Grev, emekle sermaye arasında yürütülen toplu pazarlıkta uzlaşmanın en önemli aracıdır. Grev hakkı kapitalist üretim sisteminin emekle sermaye arasında yarattığı eşitsiz ilişkide emekçilerin sahip olduğu gücün temel dayanağıdır. Grev hakkının bunmadığı bir toplu pazarlık sisteminde işveren, istediği koşulları tek yanlı olarak emekçilere dayatacaktır (örnek: kamu emekçileriyle yapılan toplu sözleşme süreci). Dolayısıyla grev hakkı üretim sürecinde ve buna bağlı olarak da toplumda demokrasinin en önemli aracıdır. Bunun ortadan kaldırılması çalışma yaşamı başta olmak üzere toplumun her alanında emekçilerin söz hakkını ortadan kaldıracak ve bunun sonucu olarak da emekçi karşıtı politikalar çok daha etkili biçimde uygulanabilecektir.

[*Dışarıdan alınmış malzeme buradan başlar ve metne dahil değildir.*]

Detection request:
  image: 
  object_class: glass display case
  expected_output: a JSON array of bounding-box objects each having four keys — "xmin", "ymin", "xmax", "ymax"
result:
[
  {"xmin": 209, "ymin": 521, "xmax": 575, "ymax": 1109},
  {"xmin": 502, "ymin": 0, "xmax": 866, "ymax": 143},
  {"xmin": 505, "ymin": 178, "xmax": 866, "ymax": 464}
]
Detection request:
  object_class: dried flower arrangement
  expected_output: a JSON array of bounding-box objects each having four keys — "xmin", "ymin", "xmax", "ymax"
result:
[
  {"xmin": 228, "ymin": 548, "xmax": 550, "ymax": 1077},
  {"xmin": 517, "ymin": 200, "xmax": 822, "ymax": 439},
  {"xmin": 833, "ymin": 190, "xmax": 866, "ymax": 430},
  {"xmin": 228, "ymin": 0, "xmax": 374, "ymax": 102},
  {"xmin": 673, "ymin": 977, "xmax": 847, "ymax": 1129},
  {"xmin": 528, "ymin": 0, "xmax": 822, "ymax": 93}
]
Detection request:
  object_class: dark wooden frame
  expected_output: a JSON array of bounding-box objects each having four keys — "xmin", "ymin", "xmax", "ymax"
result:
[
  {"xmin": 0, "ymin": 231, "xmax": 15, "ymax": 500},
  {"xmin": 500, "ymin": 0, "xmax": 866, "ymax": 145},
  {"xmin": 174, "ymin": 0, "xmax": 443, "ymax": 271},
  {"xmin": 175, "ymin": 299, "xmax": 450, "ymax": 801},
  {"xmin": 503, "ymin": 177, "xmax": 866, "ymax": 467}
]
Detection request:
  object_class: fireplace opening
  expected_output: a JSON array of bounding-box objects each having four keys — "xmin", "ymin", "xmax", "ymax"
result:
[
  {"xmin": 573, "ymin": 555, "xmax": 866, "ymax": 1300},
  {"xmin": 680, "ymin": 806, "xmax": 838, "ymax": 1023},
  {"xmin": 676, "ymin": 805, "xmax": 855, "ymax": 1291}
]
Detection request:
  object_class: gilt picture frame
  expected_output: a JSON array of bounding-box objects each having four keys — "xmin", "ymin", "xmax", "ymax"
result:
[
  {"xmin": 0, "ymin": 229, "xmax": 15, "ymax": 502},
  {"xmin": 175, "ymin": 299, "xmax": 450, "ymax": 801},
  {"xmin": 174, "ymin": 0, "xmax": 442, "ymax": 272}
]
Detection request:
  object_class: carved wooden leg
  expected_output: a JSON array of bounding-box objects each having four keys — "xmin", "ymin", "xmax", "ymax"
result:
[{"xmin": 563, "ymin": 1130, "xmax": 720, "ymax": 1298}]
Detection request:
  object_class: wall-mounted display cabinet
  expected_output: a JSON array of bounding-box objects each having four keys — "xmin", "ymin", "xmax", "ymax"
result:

Sözün özü: Grev hakkının bulunmadığı bir toplumda demokrasiden söz edilemez. Türkiye’de 32 yıldır süren darbe rejiminde birçok işkolunda grev hakkı yasaklıdır. AKP hükümetinin havacılık işkolundan başlayarak Türkiye’de grev hakkını tamamen ortadan kaldırmak niyetinde olduğu anlaşılmaktadır. Bu durumda havacılık işkolunda grevin yasaklanmasını sadece Hava İş Sendikası’nın ya da THY emekçilerinin sorunu olarak değerlendirmek mümkün değildir. 15-16 Haziran 1970 direnişinin gerekçesini oluşturan koşullarla bugün hak ve özgürlüklere yönelik saldırılar arasında büyük bir benzerlik bulunmaktadır. 15-16 Haziran’da emekçilerin dayanışma içinde yürüttüğü mücadele sendikal hak ve özgürlükleri engelleyen yasaların geri çekilmesini başarmıştı. Bugün de 15-16 Haziran direnişinin heyecan ve coşkuyla yürütülecek birleşik bir mücadeleye acilen ihtiyaç bulunmaktadır (!)